Les présidents et secrétaires généraux de l’AFC, de la Concacaf et de l’UEFA ont publiquement mis en cause la gouvernance de la FIFA, dénonçant des décisions prises sans consultation suffisante et réclamant un examen indépendant des récents événements.
Dans une lettre ouverte adressée lundi à la « famille du football », les trois principales confédérations ont durci le ton à l’égard de la direction de la FIFA, appelant à une gouvernance fondée sur la transparence, la responsabilité et le respect des institutions du football.
Le document, signé notamment par les présidents de l’AFC, Salman bin Ibrahim Al Khalifa, de la Concacaf, Victor Montagliani, et de l’UEFA, Aleksander Čeferin, affirme que les progrès réalisés par le football mondial au cours de la dernière décennie sont le résultat d’un travail collectif entre la FIFA, les confédérations et les associations membres.
« Le football est la plus grande passion partagée au monde. Il n’appartient à aucun individu ni à aucune institution », écrivent les signataires.
La lettre intervient après une récente controverse autour d’une proposition liée à la Coupe du monde de la FIFA. Sans nommer directement le président de la FIFA, Gianni Infantino, les dirigeants des trois confédérations estiment que la manière dont cette proposition a été présentée constitue davantage qu’une erreur de procédure.
Selon eux, la proposition aurait été avancée dans un délai très court, sans consultation significative des associations membres et avec une échéance qui aurait limité leur capacité à examiner ses modalités.
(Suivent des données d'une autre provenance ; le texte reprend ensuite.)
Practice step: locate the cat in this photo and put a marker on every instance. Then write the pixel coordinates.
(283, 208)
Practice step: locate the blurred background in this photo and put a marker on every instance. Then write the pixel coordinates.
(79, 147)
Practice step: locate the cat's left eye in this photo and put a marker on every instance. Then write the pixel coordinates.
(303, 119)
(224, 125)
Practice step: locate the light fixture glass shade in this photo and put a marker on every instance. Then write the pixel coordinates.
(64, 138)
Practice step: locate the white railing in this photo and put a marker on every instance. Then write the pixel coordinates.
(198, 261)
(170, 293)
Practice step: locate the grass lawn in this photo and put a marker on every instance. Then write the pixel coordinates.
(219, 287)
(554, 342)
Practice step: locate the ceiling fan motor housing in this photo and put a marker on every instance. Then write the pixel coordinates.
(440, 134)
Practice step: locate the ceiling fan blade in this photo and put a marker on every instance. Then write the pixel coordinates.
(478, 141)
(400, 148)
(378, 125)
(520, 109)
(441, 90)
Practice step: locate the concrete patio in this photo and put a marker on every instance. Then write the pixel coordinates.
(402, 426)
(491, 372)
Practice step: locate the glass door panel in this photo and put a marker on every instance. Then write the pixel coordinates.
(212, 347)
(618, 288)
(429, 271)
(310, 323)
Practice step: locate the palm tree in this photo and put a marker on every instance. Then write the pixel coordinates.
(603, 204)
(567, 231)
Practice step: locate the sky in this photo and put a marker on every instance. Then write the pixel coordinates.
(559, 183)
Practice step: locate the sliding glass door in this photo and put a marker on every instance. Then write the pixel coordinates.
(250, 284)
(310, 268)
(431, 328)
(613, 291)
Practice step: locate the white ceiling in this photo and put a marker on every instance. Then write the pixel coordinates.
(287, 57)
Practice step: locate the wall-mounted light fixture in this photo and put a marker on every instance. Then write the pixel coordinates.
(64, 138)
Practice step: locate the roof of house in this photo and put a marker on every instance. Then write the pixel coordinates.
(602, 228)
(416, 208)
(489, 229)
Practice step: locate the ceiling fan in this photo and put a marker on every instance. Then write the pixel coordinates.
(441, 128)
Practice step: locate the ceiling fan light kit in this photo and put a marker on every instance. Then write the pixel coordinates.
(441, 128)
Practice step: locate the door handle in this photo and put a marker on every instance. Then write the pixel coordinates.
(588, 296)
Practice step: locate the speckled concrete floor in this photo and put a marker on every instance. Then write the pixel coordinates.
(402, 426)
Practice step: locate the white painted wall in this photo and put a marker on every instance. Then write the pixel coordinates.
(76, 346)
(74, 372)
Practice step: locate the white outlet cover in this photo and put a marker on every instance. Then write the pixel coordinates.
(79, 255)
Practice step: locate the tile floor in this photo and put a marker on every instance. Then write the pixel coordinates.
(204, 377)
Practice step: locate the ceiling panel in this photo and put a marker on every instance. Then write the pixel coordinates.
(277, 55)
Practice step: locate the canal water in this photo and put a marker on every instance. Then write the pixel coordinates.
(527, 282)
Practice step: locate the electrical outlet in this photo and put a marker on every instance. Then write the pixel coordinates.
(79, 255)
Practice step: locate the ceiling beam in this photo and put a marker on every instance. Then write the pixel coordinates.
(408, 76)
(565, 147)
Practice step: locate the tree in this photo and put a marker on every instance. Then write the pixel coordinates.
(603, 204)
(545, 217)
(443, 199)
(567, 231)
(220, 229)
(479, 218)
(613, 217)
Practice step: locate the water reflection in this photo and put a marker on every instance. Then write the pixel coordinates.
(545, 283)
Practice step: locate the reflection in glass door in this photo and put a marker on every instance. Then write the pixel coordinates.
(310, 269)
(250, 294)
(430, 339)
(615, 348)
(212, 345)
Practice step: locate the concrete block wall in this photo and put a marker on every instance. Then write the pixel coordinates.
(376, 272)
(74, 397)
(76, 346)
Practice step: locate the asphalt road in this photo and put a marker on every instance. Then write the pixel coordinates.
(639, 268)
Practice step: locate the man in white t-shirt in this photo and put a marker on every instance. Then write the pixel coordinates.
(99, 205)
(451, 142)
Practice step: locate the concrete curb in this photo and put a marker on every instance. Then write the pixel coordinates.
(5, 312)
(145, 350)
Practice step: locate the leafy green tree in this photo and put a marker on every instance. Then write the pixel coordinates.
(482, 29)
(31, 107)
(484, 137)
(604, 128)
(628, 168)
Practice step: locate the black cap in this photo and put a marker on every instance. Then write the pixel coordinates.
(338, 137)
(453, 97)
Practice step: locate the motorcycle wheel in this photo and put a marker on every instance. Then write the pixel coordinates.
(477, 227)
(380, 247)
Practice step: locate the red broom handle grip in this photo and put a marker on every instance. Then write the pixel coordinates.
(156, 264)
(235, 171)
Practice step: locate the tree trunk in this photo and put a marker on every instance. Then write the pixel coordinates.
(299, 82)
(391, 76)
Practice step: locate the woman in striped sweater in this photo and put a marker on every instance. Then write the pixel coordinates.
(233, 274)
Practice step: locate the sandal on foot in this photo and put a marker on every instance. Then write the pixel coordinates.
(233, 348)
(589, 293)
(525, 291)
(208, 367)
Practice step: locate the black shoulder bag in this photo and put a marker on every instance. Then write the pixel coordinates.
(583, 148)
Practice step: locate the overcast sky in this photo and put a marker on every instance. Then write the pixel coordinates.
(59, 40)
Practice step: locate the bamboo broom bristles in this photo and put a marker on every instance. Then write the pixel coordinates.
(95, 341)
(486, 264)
Les confédérations rejettent ainsi l’explication donnée par la FIFA, qui avait présenté les événements comme un problème de communication. Pour les signataires, il s’agissait plutôt d’un « défaut de jugement ».
Ils dénoncent également ce qu’ils considèrent comme une atteinte plus profonde à la confiance entre la FIFA et les institutions qui composent le football mondial.
« Tenter de vendre une participation dans la Coupe du monde de la FIFA constituait une grave erreur de jugement », affirment-ils, considérant cet épisode comme une « rupture fondamentale de confiance ».
Un audit indépendant réclamé
Les signataires contestent par ailleurs la décision de la FIFA de préparer elle-même un rapport sur les événements afin de le présenter au Conseil de la FIFA.
Ils estiment qu’un examen portant sur une question aussi importante devrait être confié à un organisme totalement indépendant, sans participation de l’administration de la FIFA, de ses employés ou de toute autre partie prenante directement impliquée dans le football.
« L’administration de la FIFA ne devrait jouer aucun rôle dans la conduite de cet examen », écrivent-ils.
Les trois confédérations demandent également que tous les documents et dossiers pertinents soient préservés, conformément aux précédentes communications de l’UEFA sur la conservation des documents.
Une réunion au Maroc au centre des critiques
La lettre revient aussi sur une réunion organisée récemment au Maroc. Selon les signataires, un seul responsable élu aurait participé à cette rencontre, tandis qu’aucun membre du Conseil de la FIFA ni aucune association membre n’aurait été invité.
Ils soulignent que la réunion aurait réuni uniquement certains membres du comité de direction de la FIFA, composé de hauts responsables salariés de l’organisation.
Pour l’AFC, la Concacaf et l’UEFA, cette manière de procéder alimente les inquiétudes déjà exprimées sur la gouvernance de l’instance dirigeante du football mondial.
Les trois confédérations accusent ainsi la direction de poursuivre un mode de fonctionnement qui, selon elles, manque de transparence et de responsabilité.
« Il y a du silence là où il devrait y avoir de la responsabilité. De la distance là où il devrait y avoir de la transparence », écrivent-elles.
« Le football ne doit pas être commandé »
Les signataires insistent toutefois sur le fait que leur démarche ne porte pas sur les ressources financières de la FIFA ni sur les décisions collectives déjà prises concernant les compétitions internationales.
Ils affirment notamment ne pas remettre en cause l’expansion des compétitions, l’attribution des places pour les Coupes du monde ou le soutien financier accordé aux associations membres.
Leur position, assurent-ils, porte avant tout sur les principes de gouvernance et sur l’intégrité des dirigeants élus.
« Le leadership dans le football n’est pas une possession », déclarent-ils. « Il constitue un devoir de servir la famille du football qui lui confie cette responsabilité. »
Les trois confédérations concluent leur lettre en appelant à l’unité du football mondial et à une direction qui, selon elles, doit « servir le football » plutôt que chercher à « le commander ».